Q1: How many POIS sufferers have a some kind of existing/chronic comorbidities related to a mental illnesses? Usually what kind of mental illnesses are involved?
Q2: I might be wrong, I understood Dr Waldinger to be distinguishing POIS as an "immunological" response vs an "allergic response to seminal fluid and he uses the immunological vocabulary in the causative context while talking about allergies mainly as an existing patient profile. Are these one and same (immunological vs allergic), or if they are distinct then how so?
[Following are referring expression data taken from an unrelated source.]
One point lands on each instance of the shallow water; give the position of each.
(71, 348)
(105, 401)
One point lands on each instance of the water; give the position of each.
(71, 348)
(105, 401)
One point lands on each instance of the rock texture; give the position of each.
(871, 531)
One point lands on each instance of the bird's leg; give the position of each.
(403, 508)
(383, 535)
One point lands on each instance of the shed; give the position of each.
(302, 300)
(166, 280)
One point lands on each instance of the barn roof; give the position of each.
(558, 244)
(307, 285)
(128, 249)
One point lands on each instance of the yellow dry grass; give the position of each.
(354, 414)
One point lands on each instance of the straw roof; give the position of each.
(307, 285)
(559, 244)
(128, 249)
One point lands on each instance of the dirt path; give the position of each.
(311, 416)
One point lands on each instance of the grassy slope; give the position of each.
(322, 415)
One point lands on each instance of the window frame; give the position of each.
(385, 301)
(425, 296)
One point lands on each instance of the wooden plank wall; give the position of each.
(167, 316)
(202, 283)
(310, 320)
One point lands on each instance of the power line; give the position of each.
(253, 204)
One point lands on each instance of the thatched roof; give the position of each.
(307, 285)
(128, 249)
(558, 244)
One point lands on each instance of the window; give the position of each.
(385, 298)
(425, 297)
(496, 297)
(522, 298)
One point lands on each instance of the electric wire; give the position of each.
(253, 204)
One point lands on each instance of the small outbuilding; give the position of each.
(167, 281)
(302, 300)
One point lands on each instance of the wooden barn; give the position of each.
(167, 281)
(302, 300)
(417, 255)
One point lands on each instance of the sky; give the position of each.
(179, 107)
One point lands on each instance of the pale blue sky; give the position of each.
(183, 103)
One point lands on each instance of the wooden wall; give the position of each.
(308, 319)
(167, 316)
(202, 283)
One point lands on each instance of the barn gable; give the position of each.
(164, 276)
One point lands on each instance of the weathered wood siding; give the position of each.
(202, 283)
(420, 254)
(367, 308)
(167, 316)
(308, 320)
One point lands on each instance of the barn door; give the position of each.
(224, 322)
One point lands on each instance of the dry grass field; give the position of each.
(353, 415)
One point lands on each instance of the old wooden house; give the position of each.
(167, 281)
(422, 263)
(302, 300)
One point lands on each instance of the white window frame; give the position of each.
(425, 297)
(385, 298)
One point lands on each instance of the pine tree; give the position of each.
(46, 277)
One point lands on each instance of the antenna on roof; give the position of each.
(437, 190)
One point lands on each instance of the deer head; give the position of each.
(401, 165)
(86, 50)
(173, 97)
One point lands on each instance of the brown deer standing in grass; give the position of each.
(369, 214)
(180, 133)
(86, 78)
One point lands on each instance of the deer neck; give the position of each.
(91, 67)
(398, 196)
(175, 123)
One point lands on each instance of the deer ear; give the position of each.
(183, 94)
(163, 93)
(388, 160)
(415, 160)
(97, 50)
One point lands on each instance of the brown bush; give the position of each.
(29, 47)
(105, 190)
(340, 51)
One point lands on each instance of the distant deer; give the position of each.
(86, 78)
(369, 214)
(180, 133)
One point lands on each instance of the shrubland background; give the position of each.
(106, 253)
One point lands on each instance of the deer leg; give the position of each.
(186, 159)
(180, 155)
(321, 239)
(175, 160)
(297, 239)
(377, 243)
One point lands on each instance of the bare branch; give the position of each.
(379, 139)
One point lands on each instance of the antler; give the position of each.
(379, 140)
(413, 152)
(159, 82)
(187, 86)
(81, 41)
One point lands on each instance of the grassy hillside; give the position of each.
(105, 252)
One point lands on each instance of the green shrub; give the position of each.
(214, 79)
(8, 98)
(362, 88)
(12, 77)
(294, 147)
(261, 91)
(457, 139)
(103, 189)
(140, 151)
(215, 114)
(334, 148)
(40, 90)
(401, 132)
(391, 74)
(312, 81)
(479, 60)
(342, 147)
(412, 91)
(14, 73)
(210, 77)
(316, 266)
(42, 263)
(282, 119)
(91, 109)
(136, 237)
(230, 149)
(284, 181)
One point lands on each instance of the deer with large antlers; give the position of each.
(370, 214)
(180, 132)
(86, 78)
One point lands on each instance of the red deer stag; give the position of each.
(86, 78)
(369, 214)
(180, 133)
Q3: I found it interesting where he talks about a "Clinical POIS test", where one stops an MB right before an ejaculation occurs. Q[/b]uestion: Dr concludes POIS as: "suggest that in POIS immunologic reactions occurs due to repeated close contact during ejaculation between seminal peptides (semen substance comprised of amino acids) and circulating T-lymphcytes ... This leads to a systemic reaction with multiple physical and cognitive complaints" Does this mean, that if ejaculation is done in a way so as to carefully not come in contact at all with the semen you will not have POIS? Just trying to understand, wouldn't the close contact that Doc is referring, be impossible since the T-lymphocytes are maybe sitting in the organ tissue itself right where the semen is travelling through while getting ejected?